This morning I was invited to Oxford University Museum of Natural History to talk to a summer school group about wildlife, blogging and photography. As this is one of my favourite places in Oxford I couldn’t refuse.
Shortly after talking to the group of young people we were joined by Zoe, an entomologist, who gave us all a really fascinating guide on the importance of collecting and recording insects. Followed by how you mount and label them.
How to pin a beetle
Larger specimens are pinned, with the legs and head showing for easier identification.
Mounting beetles using glue
Smaller specimens are glued either on a flat card or mounted so you can see the underparts more clearly.
Some insects the summer school group collected
It was fantastic to see some insects that the summer school group had collected the previous day, now mounted and labelled with their names added as the collector.

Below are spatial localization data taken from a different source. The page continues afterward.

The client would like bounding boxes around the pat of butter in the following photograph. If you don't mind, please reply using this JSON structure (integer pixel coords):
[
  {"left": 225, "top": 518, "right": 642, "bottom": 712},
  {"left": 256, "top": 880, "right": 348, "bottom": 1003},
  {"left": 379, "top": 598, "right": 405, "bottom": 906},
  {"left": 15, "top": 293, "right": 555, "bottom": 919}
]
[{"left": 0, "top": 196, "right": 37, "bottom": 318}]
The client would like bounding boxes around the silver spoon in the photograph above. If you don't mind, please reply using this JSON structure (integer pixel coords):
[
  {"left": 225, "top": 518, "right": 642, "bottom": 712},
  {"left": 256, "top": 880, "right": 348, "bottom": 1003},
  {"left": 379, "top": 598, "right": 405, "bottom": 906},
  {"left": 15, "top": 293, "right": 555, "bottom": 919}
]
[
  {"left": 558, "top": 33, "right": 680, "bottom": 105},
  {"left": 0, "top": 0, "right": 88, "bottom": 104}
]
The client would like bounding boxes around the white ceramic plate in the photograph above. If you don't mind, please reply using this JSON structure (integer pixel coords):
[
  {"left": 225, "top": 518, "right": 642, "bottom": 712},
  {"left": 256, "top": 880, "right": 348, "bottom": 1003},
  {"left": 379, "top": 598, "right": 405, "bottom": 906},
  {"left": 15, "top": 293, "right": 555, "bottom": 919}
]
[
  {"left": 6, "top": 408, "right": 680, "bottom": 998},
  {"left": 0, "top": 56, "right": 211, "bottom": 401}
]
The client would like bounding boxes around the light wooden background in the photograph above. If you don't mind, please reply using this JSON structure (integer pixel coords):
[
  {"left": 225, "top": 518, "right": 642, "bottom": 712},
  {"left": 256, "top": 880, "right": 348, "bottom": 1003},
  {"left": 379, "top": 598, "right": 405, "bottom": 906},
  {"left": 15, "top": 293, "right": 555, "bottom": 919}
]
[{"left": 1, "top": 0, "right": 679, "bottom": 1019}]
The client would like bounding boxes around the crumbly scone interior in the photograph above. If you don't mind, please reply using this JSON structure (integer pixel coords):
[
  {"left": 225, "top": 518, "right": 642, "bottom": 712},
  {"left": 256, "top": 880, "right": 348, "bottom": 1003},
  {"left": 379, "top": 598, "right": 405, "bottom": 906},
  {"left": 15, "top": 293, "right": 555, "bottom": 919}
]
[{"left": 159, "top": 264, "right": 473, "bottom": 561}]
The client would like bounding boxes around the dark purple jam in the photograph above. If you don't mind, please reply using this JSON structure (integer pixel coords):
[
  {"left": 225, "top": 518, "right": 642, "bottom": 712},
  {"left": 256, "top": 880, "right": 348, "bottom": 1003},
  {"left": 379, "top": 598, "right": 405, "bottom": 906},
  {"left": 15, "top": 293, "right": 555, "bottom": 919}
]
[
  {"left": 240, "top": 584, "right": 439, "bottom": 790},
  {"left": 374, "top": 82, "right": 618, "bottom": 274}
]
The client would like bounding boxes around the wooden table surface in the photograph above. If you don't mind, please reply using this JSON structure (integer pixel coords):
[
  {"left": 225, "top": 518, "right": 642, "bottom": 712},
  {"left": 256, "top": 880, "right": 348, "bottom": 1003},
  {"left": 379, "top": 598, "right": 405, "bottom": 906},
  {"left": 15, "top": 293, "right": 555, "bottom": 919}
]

Even more fantastic to hear was that one of the insects caught hadn’t been collected by the museum since 1870.
After this, and while the summer school group were off doing other things, I got a private tour of behind the scenes at the museum. One of the highlights was to see a Dodo bone.
Next I was shown the actual room where The Great Debate took place. The debate was held at OUMNH on 30th June 1860, between Thomas Huxley who was on the side of Charles Darwin’s concept of evolution by natural selection with Samuel Wilberforce, Bishop of Oxford who argued the idea of biblical creation.
Room where The Great Debate took place
Charles Darwin, Thomas Huxley and Samuel Wilberforce – The Great Debate
Darren, Head of Life Collections, was very kind to spend time showing me some of the insect collects from the past including a tray of Charles Darwin’s insects, as well as teaching me about Irecord a modern way of recording and sharing information of species between ecologists, scientists, experts and enthusiasts, but it was interesting to hear that although with the use of modern technology there is still an important place to have a specimen of the actual insect in a museum or lab to study close up for id and research.